Explanation:

The frequency of ripple in the output voltage of a three-phase controlled bridge rectifier depends on various factors. Let's discuss each option to understand which one affects the frequency of ripple.

Firing Angle:
The firing angle determines when the thyristors in the bridge rectifier start conducting. It controls the amount of power delivered to the load. However, the firing angle does not directly affect the frequency of ripple. It only affects the magnitude of ripple voltage and the average output voltage.

Load Inductance:
The load inductance plays a crucial role in smoothing out the output voltage of the rectifier. It reduces the ripple component by storing energy during the conduction period of the thyristors and releasing it during the non-conduction period. However, the presence of load inductance does not affect the frequency of the ripple voltage.

Load Resistance:
The load resistance determines the current flowing through the load. It affects the magnitude of ripple voltage but has no impact on the frequency of ripple.

Supply Frequency:
The supply frequency is the frequency at which the input AC voltage is supplied to the bridge rectifier. It directly affects the frequency of the ripple voltage. The ripple frequency is given by the formula:

Ripple frequency = (3 × supply frequency) ± (3 × harmonic frequency)

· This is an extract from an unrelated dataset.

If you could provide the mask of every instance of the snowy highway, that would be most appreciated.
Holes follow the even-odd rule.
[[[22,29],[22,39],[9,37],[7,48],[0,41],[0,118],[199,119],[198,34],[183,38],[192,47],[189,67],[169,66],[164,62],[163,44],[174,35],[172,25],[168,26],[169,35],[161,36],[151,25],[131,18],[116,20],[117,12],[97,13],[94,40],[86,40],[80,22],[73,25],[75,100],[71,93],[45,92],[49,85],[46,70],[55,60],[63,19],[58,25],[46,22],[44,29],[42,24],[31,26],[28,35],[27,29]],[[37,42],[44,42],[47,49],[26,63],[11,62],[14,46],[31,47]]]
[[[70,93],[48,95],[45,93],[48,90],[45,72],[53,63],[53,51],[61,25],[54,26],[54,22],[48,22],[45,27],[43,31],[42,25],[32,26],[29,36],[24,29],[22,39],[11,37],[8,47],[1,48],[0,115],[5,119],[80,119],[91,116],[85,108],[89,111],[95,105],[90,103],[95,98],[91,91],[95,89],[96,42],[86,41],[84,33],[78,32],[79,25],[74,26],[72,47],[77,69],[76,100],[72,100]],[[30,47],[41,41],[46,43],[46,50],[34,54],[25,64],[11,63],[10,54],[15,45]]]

The harmonic frequency is dependent on the number of pulses generated by the bridge rectifier. In a three-phase controlled bridge rectifier, there are six thyristors, resulting in six pulses per cycle. Therefore, the harmonic frequency is six times the supply frequency.

So, the frequency of the ripple voltage is directly proportional to the supply frequency. If the supply frequency increases, the ripple frequency also increases, and vice versa.

Hence, the correct answer is option 'D' - supply frequency.